On the Extinction of the Venetian Republic, 1802 

William Wordsworth

ONCE did she hold the gorgeous East in fee;


  And was the safeguard of the West: the worth


  Of Venice did not fall below her birth,


Venice, the eldest Child of Liberty.


She was a maiden City, bright and free;


  No guile seduced, no force could violate;


  And, when she took unto herself a mate,


She must espouse the everlasting Sea.


And what if she had seen those glories fade,


  Those titles vanish, and that strength decay;


Yet shall some tribute of regret be paid


  When her long life hath reach'd its final day:


Men are we, and must grieve when even the Shade


Of that which once was great is pass'd away.


For much of its history, Venice has exuded something of the exquisitely moribund. When Lord Byron discovered it in 1816, the Napoleonic wars had reduced it to abject poverty. During the months that he spent journeying from boudoir to boudoir, it had sunk so low that it served him as a metaphor of the passing of empires. (Both he and John Ruskin preferred the mediaeval relics to the Palladian neoclassical monuments, preferably those that were falling apart.)


Just over half a century later, Henry James wrote down his own Early Impression, gained from peregrination rather than fornication. The city would later serve as the setting of two of his greatest works, The Wings of the Dove and The Aspern Papers. The latter’s elderly protagonist is virtually a personification of the city itself: she is the possessor of a dead poet’s love letters, ardently pursued by a “publishing scoundrel” who wants to get his hands on them. (There’s a very useful guide to James’ Venice, pictured right; it’s available in local bookstores.) The story would be lived out in modern Venice in a schemer’s serpentine manipulations to get her hands on a treasure-trove of Ezra Pound’s documents that he had left in the care of his long time mistress Olga Rudge.


In later years, Venice has served as the setting of increasingly decadent and ominous fiction. The most frightening is Daphne du Maurier’s short story, Don’t Look Now, made into a truly terrifying film. And there’s Thomas Mann’s Death in Venice, the basis for a powerful opera by Benjamin Britten and a Visconti film starring Dirk Bogard. In 1911, when the story takes place, the city was even then totally reliant on tourism for its economic survival.


Less well known is Mann’s little short story, Disillusionment, which takes place at a table in front of the Piazza San Marco’s aristocratic Florian Café [right]. In a soul-baring confession, an unhappy gentleman reveals the folly of having read too much and lived too little. Four decades ago it was adapted for radio by Eric Bauersfeld who, together with Bernard Mayes, gave it a memorable reading. When we put it together, Eric and I were then so ignorant of Venetian ambience as to dub in an occasional passing carriage or motor car; today, verisimilitude would require a chattering multilingual crowd. You can listen to it here – it’s cheaper than a Venetian holiday, and the sad gentleman’s ennui might make you decide that it just isn’t worth the effort. (There's a stinger in the tail that's not part of the original production.)
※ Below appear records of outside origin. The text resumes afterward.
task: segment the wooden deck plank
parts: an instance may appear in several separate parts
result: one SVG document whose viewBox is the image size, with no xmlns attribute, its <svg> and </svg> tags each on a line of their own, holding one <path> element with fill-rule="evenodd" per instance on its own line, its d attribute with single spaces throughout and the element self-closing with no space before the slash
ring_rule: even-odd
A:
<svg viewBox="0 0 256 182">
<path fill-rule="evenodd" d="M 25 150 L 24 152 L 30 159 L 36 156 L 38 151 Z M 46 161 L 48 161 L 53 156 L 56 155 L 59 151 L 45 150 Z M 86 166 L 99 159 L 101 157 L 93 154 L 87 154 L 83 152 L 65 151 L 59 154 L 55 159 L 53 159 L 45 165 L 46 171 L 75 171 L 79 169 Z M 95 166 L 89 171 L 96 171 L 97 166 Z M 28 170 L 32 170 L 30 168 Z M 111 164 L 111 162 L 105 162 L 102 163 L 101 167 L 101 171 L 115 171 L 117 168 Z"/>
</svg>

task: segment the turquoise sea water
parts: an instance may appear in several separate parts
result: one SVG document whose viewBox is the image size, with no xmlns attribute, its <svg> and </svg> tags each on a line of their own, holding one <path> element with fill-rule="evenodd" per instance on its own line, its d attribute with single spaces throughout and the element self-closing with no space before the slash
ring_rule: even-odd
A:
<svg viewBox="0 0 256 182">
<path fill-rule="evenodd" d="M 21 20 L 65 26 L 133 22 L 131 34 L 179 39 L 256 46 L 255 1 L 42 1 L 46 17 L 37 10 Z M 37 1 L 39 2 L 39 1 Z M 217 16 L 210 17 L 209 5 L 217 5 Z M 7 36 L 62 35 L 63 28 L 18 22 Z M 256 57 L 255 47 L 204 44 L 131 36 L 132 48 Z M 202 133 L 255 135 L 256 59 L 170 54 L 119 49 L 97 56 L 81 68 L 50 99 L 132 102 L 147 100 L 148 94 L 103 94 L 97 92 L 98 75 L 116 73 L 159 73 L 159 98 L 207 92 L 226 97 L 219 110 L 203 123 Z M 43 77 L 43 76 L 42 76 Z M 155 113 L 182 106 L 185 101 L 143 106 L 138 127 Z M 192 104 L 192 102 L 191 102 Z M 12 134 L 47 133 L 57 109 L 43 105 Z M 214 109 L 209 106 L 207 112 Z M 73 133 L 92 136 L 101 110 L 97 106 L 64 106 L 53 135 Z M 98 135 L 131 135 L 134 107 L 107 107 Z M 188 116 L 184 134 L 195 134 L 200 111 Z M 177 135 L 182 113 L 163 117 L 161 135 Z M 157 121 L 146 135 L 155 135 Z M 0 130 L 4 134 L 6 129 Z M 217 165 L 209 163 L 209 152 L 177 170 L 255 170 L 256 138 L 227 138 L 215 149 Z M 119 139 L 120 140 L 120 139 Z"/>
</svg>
But of course it is. It only requires some careful research so as to avoid the commercial expense and vulgarity that pervades so many of its public places (and on which, alas, it still relies for its survival). The Slow Food Osterie & Locande d’Italia (in English) is indispensable; it lists B&Bs in good locations at not much more than half a hundred euros a night and a few good reasonable eating places, most of them well away from the center.


The museums aren’t overly crowded—there are no Mona Lisas or Venus di Milos to attract hundreds of jostling box-tickers. And best of all, Venice is an ideal place to walk. Its concentration, its history and its geography mean that there are no monstrosities going up, either high-rise or low-rise. The narrower the canal and the smaller the street, the fewer people you’ll encounter. But even though the population is drastically diminishing, there are still those who live here, and they’re not all wealthy fashion designers and impoverished nobility. Just around the corner from our hotel was the Campo Santa Maria Formosa, one side of which was a play area with lots of small children. Someone has to take care of all those tourists, and they can’t all commute every day from Mestre!


Knowing what we know now, Mary and I could return for a holiday as cheap as this one had been expensive. Either first or second hand, Venice is not to be missed. If you can’t (or won’t) experience the real thing, then buy the DVD of Francesco’s Venice and its accompanying book. Even Thomas Mann’s disillusioned voyeur would be moved to gasps of vicarious wonder and delight!

November 14, 2009, BBC Radio 4: Five hundred years ago Venice was one of the most highly populated cities in the world. Now, inhabitants number just 60,000. Some of those who remain are staging a mock funeral to try to provoke the government to save the city. Talking to John Humphries on the Today Programme, Francesco da Mosto discusses the Death of (not in) Venice. As usual, it's easier to analyze the problem than to provide a solution.